Washington, 23 September 1996 (RFE/RL) -- By re-electing Lennart Meri as president, the Estonian people have bucked two disturbing trends that have marked many recent elections in post-communist states: the choice of someone drawn from among the former communists or the selection of an extreme nationalist.
Instead, Estonia elected a man whom the U.S. State Department characterized on Friday as one of America's "major interlocutors in Europe" -- precisely because of his commitment to democratic values and to international cooperation on security and other issues.
The reasons that so many other post-communist states have chosen one of the other paths are all too obvious.
Those countries who have decided to go back to the old communist elite for a new leader have frequently done so for an entirely understandable reason: Some of those chosen at the time of independence proved unable to cope with the enormous difficulties and strains that the transition from communism to democracy and free markets inevitably posed.

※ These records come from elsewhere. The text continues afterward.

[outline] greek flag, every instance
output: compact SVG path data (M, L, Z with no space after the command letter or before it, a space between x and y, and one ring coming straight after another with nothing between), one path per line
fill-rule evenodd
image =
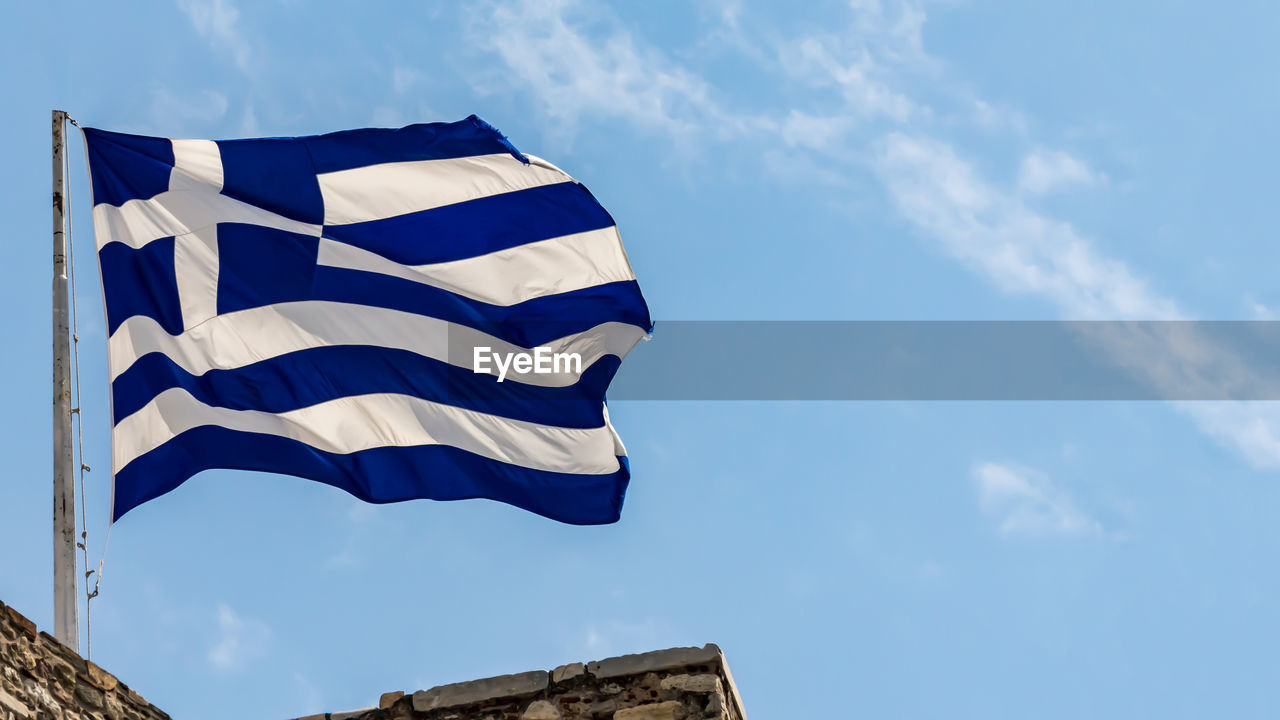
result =
M605 390L652 324L613 219L569 175L475 116L84 136L114 519L211 468L618 519Z

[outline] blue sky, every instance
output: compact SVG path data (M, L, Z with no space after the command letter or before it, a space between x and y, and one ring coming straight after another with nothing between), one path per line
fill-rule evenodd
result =
M213 138L478 114L609 208L659 323L1280 312L1269 3L313 5L4 11L0 599L42 627L55 107ZM106 468L71 152L86 460ZM635 474L606 527L206 473L113 529L94 659L197 719L708 641L754 720L1276 712L1273 405L612 417ZM87 487L95 551L108 482Z

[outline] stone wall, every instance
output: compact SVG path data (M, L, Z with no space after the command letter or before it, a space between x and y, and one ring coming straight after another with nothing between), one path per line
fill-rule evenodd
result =
M0 720L168 720L111 673L0 603Z
M0 720L169 720L113 675L0 603ZM385 693L300 720L746 720L715 645Z
M386 693L378 705L299 720L746 720L715 645Z

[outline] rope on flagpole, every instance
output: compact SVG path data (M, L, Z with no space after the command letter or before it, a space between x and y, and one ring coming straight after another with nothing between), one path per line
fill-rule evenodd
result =
M75 127L80 127L80 123L76 122L70 115L67 120ZM65 177L67 177L66 194L67 208L71 205L71 172L70 160L66 153L63 154L63 163L66 166ZM67 212L67 266L69 271L69 279L71 281L71 359L72 359L72 379L75 393L75 402L71 408L71 415L75 419L76 433L76 453L80 461L79 478L80 478L80 542L76 546L80 548L81 556L84 559L84 631L85 631L85 658L91 658L93 655L93 625L92 613L90 605L93 599L98 597L98 588L102 583L102 565L107 559L107 542L111 539L111 524L107 524L107 534L102 541L102 556L98 559L98 568L96 570L89 568L89 526L88 526L88 506L84 501L85 473L92 471L88 463L84 461L84 420L83 414L80 412L81 393L80 393L80 326L79 316L76 307L76 252L75 237L72 235L72 212ZM93 589L89 589L89 578L93 577Z

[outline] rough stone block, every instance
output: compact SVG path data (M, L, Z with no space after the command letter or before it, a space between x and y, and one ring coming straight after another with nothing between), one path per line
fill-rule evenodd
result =
M723 692L720 678L709 673L702 675L672 675L662 680L663 690L679 690L690 693Z
M54 717L58 717L62 713L62 706L58 704L58 701L54 700L53 695L34 679L23 678L22 690L26 693L27 703L33 705L37 711L43 707Z
M562 683L566 680L572 680L587 672L587 666L580 662L561 665L551 671L551 682Z
M608 660L587 663L587 672L598 678L639 675L654 670L670 670L685 665L719 663L720 648L708 643L706 647L671 648L638 655L623 655Z
M413 709L418 712L428 712L440 708L469 705L483 700L524 697L546 690L550 681L551 675L546 670L534 670L484 680L440 685L414 693Z
M599 700L591 703L590 713L592 717L603 717L618 709L618 701L610 698L608 700Z
M369 707L361 708L359 710L347 710L346 712L329 713L328 718L329 720L356 720L356 718L362 717L365 713L373 712L376 709L377 708Z
M50 680L56 684L68 687L76 684L76 669L71 667L71 663L64 662L61 658L47 657L45 666L49 668Z
M35 647L31 641L25 637L18 638L18 642L9 646L13 651L13 664L19 669L31 672L36 669L39 664L36 659Z
M613 720L675 720L676 711L684 707L676 700L637 705L613 714Z
M77 685L76 700L91 710L101 710L103 703L106 702L106 697L97 688L89 685Z
M4 614L9 618L9 624L25 632L32 640L36 639L36 624L28 620L27 616L8 605L4 608Z
M40 633L42 644L49 650L52 650L58 657L71 663L71 666L77 672L85 672L85 659L80 657L80 653L58 642L58 639L47 632Z
M560 720L560 709L546 700L534 700L525 708L520 720Z
M396 702L402 697L404 697L403 690L396 690L395 692L382 693L382 697L378 698L378 708L381 710L386 710L392 705L395 705Z
M107 694L107 704L103 708L103 714L107 716L107 720L123 720L125 717L124 705L115 696L115 693Z
M99 690L111 692L120 684L115 675L98 667L98 664L92 660L85 661L85 669L87 670L85 675L89 678L89 682Z
M31 715L31 710L27 708L26 703L10 695L4 690L0 690L0 708L8 710L20 718L25 718Z

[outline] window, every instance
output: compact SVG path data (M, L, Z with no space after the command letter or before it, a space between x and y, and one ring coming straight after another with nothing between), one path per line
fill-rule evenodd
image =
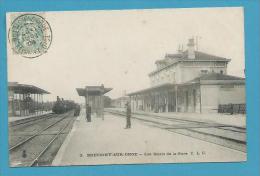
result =
M172 73L171 80L172 80L173 83L175 83L175 72Z
M220 74L222 74L222 75L223 75L223 70L220 70Z

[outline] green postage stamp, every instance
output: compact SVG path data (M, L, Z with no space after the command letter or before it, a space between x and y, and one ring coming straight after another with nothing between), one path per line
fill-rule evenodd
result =
M15 54L35 58L47 52L52 41L52 31L42 16L23 14L13 20L8 37Z

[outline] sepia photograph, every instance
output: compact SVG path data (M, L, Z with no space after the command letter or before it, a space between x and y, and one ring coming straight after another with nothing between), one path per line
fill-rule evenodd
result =
M243 7L8 12L10 167L247 161Z

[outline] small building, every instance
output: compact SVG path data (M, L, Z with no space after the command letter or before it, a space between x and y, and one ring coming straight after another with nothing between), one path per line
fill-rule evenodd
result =
M133 111L218 112L219 105L245 105L245 79L227 75L230 59L194 50L166 54L149 74L151 87L128 94Z
M78 95L85 97L85 105L91 107L91 112L96 113L98 117L104 117L104 94L111 91L112 88L101 86L86 86L85 88L76 88Z
M44 94L49 92L33 85L8 82L8 116L41 114L45 110Z

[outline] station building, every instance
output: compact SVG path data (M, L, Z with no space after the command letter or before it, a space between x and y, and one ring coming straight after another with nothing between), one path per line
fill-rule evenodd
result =
M38 115L50 110L51 105L43 102L44 94L49 92L33 85L8 82L8 116Z
M218 112L220 105L245 106L245 79L227 75L230 59L194 49L166 54L148 76L151 87L128 94L132 111Z

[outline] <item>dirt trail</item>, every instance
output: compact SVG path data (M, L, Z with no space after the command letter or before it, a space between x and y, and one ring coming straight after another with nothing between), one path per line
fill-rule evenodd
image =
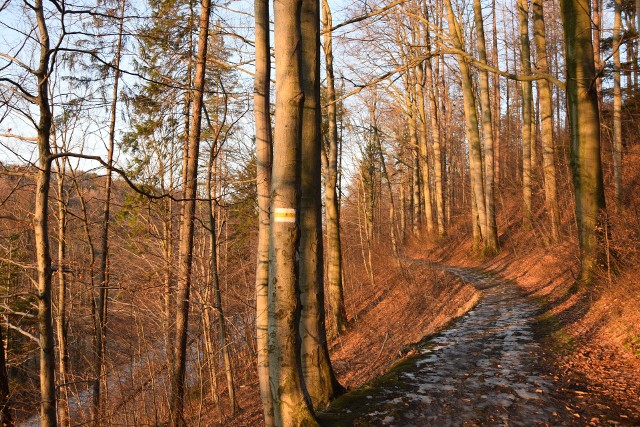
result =
M323 425L584 424L553 398L553 379L537 367L537 308L515 285L481 270L441 268L483 292L477 306L415 356L335 401Z

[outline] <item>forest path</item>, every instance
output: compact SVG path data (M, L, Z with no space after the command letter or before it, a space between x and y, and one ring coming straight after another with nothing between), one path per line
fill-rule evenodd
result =
M405 259L409 263L427 263ZM553 377L533 325L537 307L515 286L478 269L437 265L483 293L474 309L421 342L417 354L337 399L326 426L567 425L584 423L553 398Z

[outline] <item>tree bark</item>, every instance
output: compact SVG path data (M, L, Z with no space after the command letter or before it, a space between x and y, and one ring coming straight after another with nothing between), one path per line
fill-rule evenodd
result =
M451 39L456 48L463 50L462 32L456 17L453 13L451 0L445 1L447 8L447 21L449 22L449 31ZM462 95L464 102L465 116L465 132L469 144L469 168L471 174L471 191L473 193L472 212L473 218L477 218L480 233L474 226L474 247L480 246L480 239L487 235L487 209L485 204L484 180L482 167L482 147L480 145L480 135L478 130L478 111L476 107L476 97L471 81L471 73L466 59L462 55L458 55L458 64L460 67L460 78L462 80ZM474 208L475 206L475 208ZM474 210L475 209L475 210Z
M38 289L38 330L40 333L40 425L55 427L55 354L53 343L53 322L51 318L51 250L49 247L49 188L51 185L51 124L52 114L49 101L50 61L52 51L49 45L44 5L42 0L34 3L34 12L38 26L40 56L35 77L38 81L36 105L39 112L38 133L38 172L35 189L35 208L33 229L35 234L35 252L37 263Z
M484 37L484 20L482 18L482 5L480 0L473 0L473 11L476 24L476 45L480 62L487 64L487 45ZM484 250L487 254L492 255L498 252L498 226L496 224L494 197L493 119L491 117L489 73L486 70L479 70L479 73L482 138L484 139L484 194L487 218Z
M342 286L342 241L340 238L340 204L338 202L338 123L336 114L336 89L333 75L333 20L327 0L322 0L322 31L324 34L324 56L327 86L327 144L325 165L325 206L327 227L327 282L329 308L335 333L347 329L347 313L344 306Z
M590 4L589 0L562 0L560 6L566 46L571 169L582 264L579 281L588 284L602 251L601 215L605 210Z
M111 116L109 119L109 143L107 146L107 175L105 177L105 199L102 210L102 232L100 235L100 266L98 269L98 297L96 300L96 340L95 366L93 380L93 396L91 417L93 424L102 424L103 402L101 401L102 384L104 382L104 352L106 340L107 292L109 288L109 223L111 217L111 167L116 137L116 107L118 105L118 85L120 83L120 57L123 43L125 1L120 3L120 24L118 42L114 61L113 93L111 98ZM106 382L104 382L106 384Z
M540 73L549 74L547 63L547 42L544 25L544 7L542 0L533 0L533 31L536 43L536 67ZM556 190L555 149L553 146L553 100L548 80L538 80L538 99L540 102L540 137L542 140L542 167L544 172L544 195L549 216L551 241L558 240L560 214Z
M528 0L518 0L520 22L520 67L522 74L531 74L531 48L529 44L529 5ZM520 82L522 87L522 225L531 228L531 112L532 85L530 81Z
M189 149L186 160L184 181L185 201L180 225L179 272L176 302L175 357L171 371L171 394L169 425L184 426L184 377L187 356L187 335L189 324L189 294L191 290L191 267L193 260L193 234L196 210L196 190L198 184L198 156L200 151L200 131L202 104L205 86L207 39L211 0L203 0L200 8L198 53L196 57L195 79L192 97L192 120L189 130Z
M271 174L269 248L269 373L277 426L317 425L304 392L296 252L300 238L300 0L274 2L276 128Z
M637 2L636 4L640 4ZM622 91L620 88L620 42L622 0L614 0L613 18L613 186L616 211L622 209ZM637 17L640 19L640 16Z
M420 172L421 172L421 184L422 194L424 197L424 215L426 218L427 233L433 234L434 220L433 220L433 205L431 203L431 173L429 170L429 158L428 158L428 125L427 125L427 110L425 108L425 84L426 77L423 70L424 64L420 64L416 67L416 104L418 116L420 118L420 132L419 132L419 146L420 146Z
M58 164L58 301L56 313L56 332L58 338L59 386L58 423L69 424L69 391L68 381L69 351L67 349L67 203L68 197L64 189L66 159L59 159Z
M304 95L300 147L300 319L302 374L314 408L341 391L335 378L325 326L322 248L322 139L320 135L320 1L302 0L300 75Z
M269 386L269 202L271 191L271 115L269 52L269 1L255 0L256 74L253 111L256 126L256 186L258 194L258 256L256 266L256 348L260 398L266 427L274 425L273 400Z

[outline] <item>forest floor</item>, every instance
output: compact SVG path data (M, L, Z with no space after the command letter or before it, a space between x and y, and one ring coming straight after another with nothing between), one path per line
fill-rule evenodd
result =
M480 269L524 293L537 307L533 332L543 350L537 365L555 384L554 399L565 402L573 424L640 425L637 263L602 271L595 286L576 289L579 263L571 238L544 244L514 227L501 244L501 252L487 258L470 256L463 236L445 244L415 242L407 253Z
M498 276L472 268L441 268L482 292L477 306L421 342L416 355L336 400L320 415L322 424L574 423L568 402L556 396L556 379L537 363L542 354L534 336L538 308L522 290Z
M575 242L521 237L506 236L489 258L470 256L464 237L416 241L402 269L377 260L373 286L351 282L349 330L330 350L352 392L323 423L640 425L634 269L616 286L576 292ZM249 388L226 425L262 425Z

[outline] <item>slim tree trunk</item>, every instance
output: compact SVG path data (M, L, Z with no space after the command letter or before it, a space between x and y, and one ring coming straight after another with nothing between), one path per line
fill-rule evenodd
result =
M424 197L424 214L427 220L427 233L432 234L434 230L433 221L433 206L431 204L431 174L429 170L428 159L428 126L427 126L427 110L425 108L425 75L423 70L424 64L420 64L416 67L416 104L418 107L418 116L420 118L420 172L422 172L422 194Z
M7 360L2 328L0 328L0 425L2 427L13 427L15 425L11 416L11 394L9 393L9 376L7 375Z
M560 6L566 45L571 169L582 263L580 282L587 284L593 279L602 251L601 215L605 210L590 5L589 0L562 0Z
M425 6L425 16L428 19L427 6ZM431 51L431 36L428 28L425 29L425 41L427 51ZM435 189L436 223L438 225L438 235L444 236L446 234L446 226L444 218L442 135L438 121L438 85L433 75L431 58L427 58L425 67L426 83L429 85L429 115L431 117L431 138L433 141L433 184Z
M327 86L327 144L325 170L325 206L327 226L327 288L329 290L329 308L335 327L335 333L341 334L347 329L347 313L344 306L342 286L342 242L340 238L340 205L338 203L338 123L336 114L336 89L333 76L333 39L331 27L333 21L327 0L322 0L322 29L324 34L324 56Z
M496 0L492 1L492 24L493 24L493 43L491 49L491 63L494 67L499 67L499 59L498 59L498 25L497 25L497 9L496 9ZM501 167L501 152L502 149L502 141L501 138L501 115L502 110L500 107L500 76L497 74L493 75L493 85L491 87L493 93L493 142L494 142L494 181L495 186L498 186L500 182L500 172L502 171Z
M274 2L276 129L271 174L269 248L269 373L277 426L317 425L305 395L300 362L300 301L296 253L300 239L300 0Z
M544 25L544 7L542 0L533 0L533 31L536 43L536 63L538 71L549 74L547 63L547 42ZM544 175L544 195L549 215L551 241L558 240L560 215L556 190L555 149L553 146L553 100L548 80L538 80L538 99L540 101L540 137L542 140L542 167Z
M407 84L409 79L407 79ZM411 168L411 229L414 236L420 235L420 151L418 147L418 129L416 123L416 114L411 101L411 95L405 94L405 108L407 110L407 119L409 120L409 149L411 150L412 168Z
M463 50L462 32L453 13L451 0L446 0L445 6L447 8L447 20L449 22L451 39L453 40L456 48ZM479 239L484 238L487 235L487 209L485 204L484 180L482 173L482 147L480 145L480 134L478 130L478 111L469 65L462 55L458 55L458 64L460 66L460 78L462 80L464 116L466 121L465 132L469 144L469 168L471 173L471 191L473 194L472 200L475 199L473 206L475 206L475 209L477 210L473 213L473 217L477 218L478 227L480 228L480 235L477 235L477 227L474 226L474 246L479 247Z
M225 100L225 102L227 102ZM209 168L207 173L207 194L209 200L207 201L207 216L209 219L209 246L211 253L209 255L209 270L210 270L210 284L213 290L213 308L218 316L218 323L220 325L220 351L222 352L222 358L224 361L224 372L227 377L227 390L229 393L229 403L231 404L231 414L235 415L240 406L236 399L236 391L233 376L233 366L231 365L231 354L229 352L229 343L227 342L227 327L224 317L224 311L222 308L222 298L220 295L220 279L218 274L218 230L216 226L216 206L214 200L217 197L216 185L213 183L215 177L214 169L216 162L216 144L211 147L209 156ZM213 185L212 185L213 184Z
M118 105L118 85L120 83L120 56L122 52L123 29L124 29L124 7L125 1L120 4L120 24L118 31L118 42L115 56L115 75L113 79L113 93L111 98L111 117L109 119L109 143L107 146L107 175L105 177L105 199L102 210L102 233L100 235L100 266L98 269L98 297L96 301L96 340L95 345L95 366L93 380L93 400L91 407L92 421L95 426L102 424L101 393L104 381L104 352L106 339L106 319L107 319L107 290L109 288L109 223L111 217L111 166L113 164L113 150L116 137L116 107Z
M622 91L620 89L620 28L622 0L614 0L613 18L613 186L616 210L622 208ZM640 17L638 17L640 19Z
M38 172L35 189L33 229L37 263L38 288L38 330L40 333L40 425L55 427L55 353L53 324L51 319L51 251L49 247L49 187L51 185L51 105L49 101L49 79L51 50L44 5L42 0L34 3L38 25L40 57L35 77L38 80L36 105L39 112L38 131Z
M271 115L269 53L269 1L255 0L256 74L253 105L256 126L256 186L258 193L258 260L256 267L256 348L260 398L266 427L274 426L273 401L269 386L269 203L271 191Z
M476 45L480 62L487 64L487 45L484 37L482 5L480 0L473 1L473 11L476 24ZM493 165L493 119L491 117L491 99L489 92L489 73L480 70L480 111L482 113L482 137L484 139L484 191L486 206L486 235L484 236L484 250L488 254L498 251L498 226L496 224L496 208L494 197L494 165Z
M58 301L56 313L56 329L58 338L59 360L59 388L58 398L58 423L62 426L69 424L69 390L68 381L69 351L67 350L67 276L65 264L67 262L67 203L65 194L65 159L59 159L58 164Z
M531 49L529 45L529 5L528 0L518 0L518 17L520 22L520 67L522 74L531 74ZM532 89L531 81L522 81L522 225L531 228L531 113Z
M184 182L182 223L180 225L179 272L176 302L175 357L171 370L171 395L169 425L183 426L184 419L184 377L187 356L187 334L189 324L189 294L191 290L191 266L193 260L193 231L196 211L196 190L198 181L198 156L200 151L200 130L202 104L205 86L207 39L209 34L209 14L211 0L203 0L200 8L198 53L196 75L192 97L192 120L189 131L189 149Z

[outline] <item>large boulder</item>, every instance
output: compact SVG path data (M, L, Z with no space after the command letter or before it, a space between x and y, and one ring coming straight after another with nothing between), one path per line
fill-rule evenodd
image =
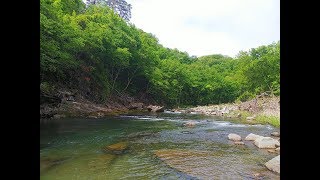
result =
M271 171L280 173L280 155L266 162L265 166Z
M149 105L147 109L148 111L151 111L151 112L164 112L164 106Z
M271 137L259 137L254 141L254 145L258 148L276 148L280 146L280 142Z
M263 136L259 136L259 135L250 133L244 140L246 140L246 141L254 141L254 140L256 140L257 138L260 138L260 137L263 137Z
M238 134L231 133L228 135L228 139L232 141L241 141L241 136L239 136Z

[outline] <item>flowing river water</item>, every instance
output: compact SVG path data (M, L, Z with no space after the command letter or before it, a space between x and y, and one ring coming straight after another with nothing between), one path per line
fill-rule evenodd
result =
M40 120L40 179L280 179L264 166L277 154L227 137L279 128L233 122L173 113ZM103 150L119 142L122 153Z

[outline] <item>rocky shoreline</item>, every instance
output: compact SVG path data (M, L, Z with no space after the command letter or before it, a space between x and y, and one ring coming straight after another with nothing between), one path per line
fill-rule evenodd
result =
M144 99L144 102L143 100ZM63 117L100 118L130 111L163 112L164 106L153 105L145 100L128 95L113 96L105 104L97 104L71 92L62 91L59 95L42 95L40 119Z
M171 113L202 114L240 119L242 123L268 123L264 119L272 117L280 126L280 97L258 96L250 101L219 105L176 108ZM278 126L278 124L272 124Z
M167 112L189 113L207 116L221 116L241 120L241 123L269 123L280 126L280 97L260 95L256 98L238 103L197 106L190 108L165 109L155 103L143 102L144 98L129 96L113 97L105 104L96 104L84 98L76 97L70 92L46 100L40 105L40 118L88 117L100 118L128 112ZM144 99L145 100L145 99ZM269 117L273 118L269 122Z

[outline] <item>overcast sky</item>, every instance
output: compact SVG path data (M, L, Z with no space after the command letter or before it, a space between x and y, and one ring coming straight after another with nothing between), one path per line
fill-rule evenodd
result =
M280 40L280 0L126 0L131 22L165 47L234 57Z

Consequently, electorates who had chosen anti-communists in the first elections turned on them in the second both because of a natural tendency to blame those in office when things go badly and because of a belief that some communist leaders were more competent to run the government machine.
Those countries who have turned to more nationalist leaders in the second round paradoxically have done so in response to precisely the same pressures. But in contrast, they have decided that the best way out of their current difficulties is to find someone to blame.
Unfortunately, the historical record so far suggests that both of these choices may end in blind alleys. On the one hand, the return of former senior communist officials as presidents has often meant the return of their entourage and their past way of doing business even if the top man has himself changed his stripes.
On the other, the selection of extreme nationalists to lead these countries only guarantees them and their neighbors more violence and more isolation, two things which inevitably undercut any possibility that the problems which generated support for nationalism can be resolved.
By choosing Lennart Meri, who has presided over a difficult but ultimately very successful transition to democracy and a free market in his country, Estonia remains with the Czech Republic, led by President Vaclav Havel, as a beacon of the path between the Scylla of communism and the Charybdis of nationalism.
But neither this election nor that of Havel marks a final victory for the ideals that motivated those who led the revolutions of 1989 and 1991. Instead, this vote allows for the possibility that Estonia will continue to face the difficult questions of national life and security in a dangerous world with the confidence that democratic legitimacy and economic progress alone can bring.
Estonian President Meri signaled his understanding of that by two steps he took immediately after being reelected.
First, he invited the candidates who had opposed him and all the members of the electoral collegium to a coffee at Kadriorg Palace, the residence of the Estonian president. By so doing, he underscored the important if often neglected point that in a democracy, political figures are often opponents to each other but they must never become enemies.
And then, Meri told a press conference in Tallinn that he did not believe his second term would be an easy time for him or for Estonia. As he put it, Estonia has faced many difficult questions in the past, but it now and in the future will face even more difficult ones as well.
Nonetheless, by avoiding the shoals that have wrecked so many, Estonia will be in a better position to deal precisely with these even more difficult problems.